A la fin de leur service, les prétoriens reçoivent en outre une prime équivalente à 10 fois leur solde annuelle, voire parfois des terres qui leur sont allouées par l'Empereur. Enfin, la charge est prestigieuse : en contact direct avec l'empereur, les prétoriens sont souvent sollicités pour lui présenter des requêtes. Cependant dans l'ensemble, ils ne sont guère appréciés du peuple et du Sénat et sont réputés pour leur violence, leur brutalité et les exactions dont ils se rendent coupables.
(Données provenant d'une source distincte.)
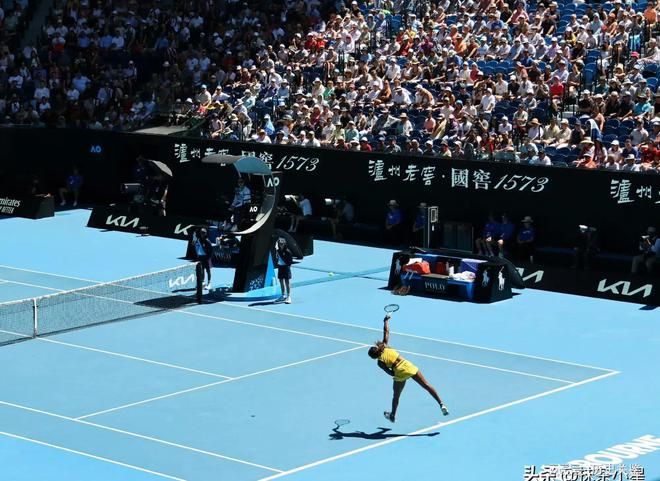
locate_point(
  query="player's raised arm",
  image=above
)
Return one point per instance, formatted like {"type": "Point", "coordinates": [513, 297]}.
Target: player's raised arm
{"type": "Point", "coordinates": [386, 328]}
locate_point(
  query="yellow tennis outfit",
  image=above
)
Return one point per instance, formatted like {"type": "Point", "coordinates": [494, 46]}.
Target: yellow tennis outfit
{"type": "Point", "coordinates": [403, 370]}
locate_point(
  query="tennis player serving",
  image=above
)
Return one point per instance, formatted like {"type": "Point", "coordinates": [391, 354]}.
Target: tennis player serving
{"type": "Point", "coordinates": [400, 369]}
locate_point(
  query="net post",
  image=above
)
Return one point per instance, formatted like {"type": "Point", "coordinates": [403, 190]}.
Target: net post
{"type": "Point", "coordinates": [35, 318]}
{"type": "Point", "coordinates": [199, 287]}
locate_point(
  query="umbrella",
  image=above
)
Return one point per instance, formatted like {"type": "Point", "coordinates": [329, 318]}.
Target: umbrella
{"type": "Point", "coordinates": [160, 168]}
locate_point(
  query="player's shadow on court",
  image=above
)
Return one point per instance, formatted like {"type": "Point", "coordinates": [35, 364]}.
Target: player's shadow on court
{"type": "Point", "coordinates": [382, 433]}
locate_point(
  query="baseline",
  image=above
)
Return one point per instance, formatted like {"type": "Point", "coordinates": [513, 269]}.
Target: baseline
{"type": "Point", "coordinates": [438, 426]}
{"type": "Point", "coordinates": [89, 455]}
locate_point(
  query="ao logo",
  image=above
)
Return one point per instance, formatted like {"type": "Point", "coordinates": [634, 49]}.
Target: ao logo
{"type": "Point", "coordinates": [180, 281]}
{"type": "Point", "coordinates": [273, 182]}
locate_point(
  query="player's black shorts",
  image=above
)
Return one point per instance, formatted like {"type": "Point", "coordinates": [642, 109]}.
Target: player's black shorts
{"type": "Point", "coordinates": [284, 272]}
L'effectif de ces cohortes prétoriennes varie au fil du temps : de 9 cohortes d'environ 500 hommes chacune sous
Auguste, on passe à 12 sous
Caligula, puis 16 pendant la guerre civile de 69 ;
Vespasien abaisse ce nombre à 9 cohortes, puis
Domitien le porte à 10 - soit 5000 hommes, chiffre qui ne changera plus. A l'origine, les prétoriens sont des volontaires, choisis parmi les citoyens romains de vieille souche, mais
Claude en ouvre le recrutement aux citoyens de toute la péninsule, puis
Septime Sévère l'étend à tous, sans distinction d'origine.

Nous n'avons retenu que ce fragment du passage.